In 1992, the original roadmap organizers (the Roadmap Coordinating Group) had a long discussion on the choice of such a parameter. During the first phase of the discussion, we agreed that some measure of the lithographic capability available to the industry at a given time would be the most direct indicator of scaling status. After abandoning attempts to define some "standard lab test" of lithography resolution, we agreed that a more practical measure could be simply based on the tightest features going into production on commercial ICs. Thus, the technology nodes came to be designated by the minimum half-pitch of interconnect on the most aggressive product (by this measure) beginning its ramp to volume production, with the time gap between successive nodes defined by ~0.7× scaling of this metric.
So far, DRAM has always been the volume product with the smallest interconnect half-pitch and, thus, has determined the pace of the technology nodes. However, in 2005, we are well into the SoC/SiP era, in which the drivers of IC technology are very diverse, and just getting into the "effective scaling" era, in which improvements in materials, devices structures, circuit design/architecture and manufacturing cost are at least as important in continuing the advance of IC technology/products as are further increases in lithography capability. Therefore, the technology node concept is rapidly becoming too much of an oversimplification of the industry state-of-the-art. This has been reflected in recent years by growing confusion reflected in various "ad hoc specific-product technology-node definitions" in press releases, conference presentations/publications, etc.

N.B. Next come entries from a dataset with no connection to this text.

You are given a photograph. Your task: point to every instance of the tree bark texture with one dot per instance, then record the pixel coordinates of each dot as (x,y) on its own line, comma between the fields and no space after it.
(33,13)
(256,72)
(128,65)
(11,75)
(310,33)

The simple fact is that the ITRS technology nodes were never intended to be a "yardstick" that could be directly applied to any specific product other than the one with the tightest interconnect pitch (e.g., DRAM) serving as a surrogate for the general lithography capability available to the industry. Of course, indirectly, it has always been appropriate to say that any product employing the same generation of lithography (and other) tools to their reasonable limits, given the additional constraints on layout, etc., for that product, is part of the same technology node as the "node-defining DRAM." However, in the past few years, this has not been the way that many people in the industry have been characterizing the "technology node" of their products. They have, naturally, employed individual node definitions that they feel are more meaningful to their products and that, in most cases, synchronize with their ability to introduce new "product technology generations" at approximately an industry-benchmark two-year pace.
Based on these considerations, we feel that the traditional, simple ITRS technology-node concept has outlived its usefulness. Therefore, one of our major goals in the 2005 ITRS is to provide a broader, more balanced perspective of the diverse drivers of semiconductor technology in the era of SoC/SiP and effective scaling.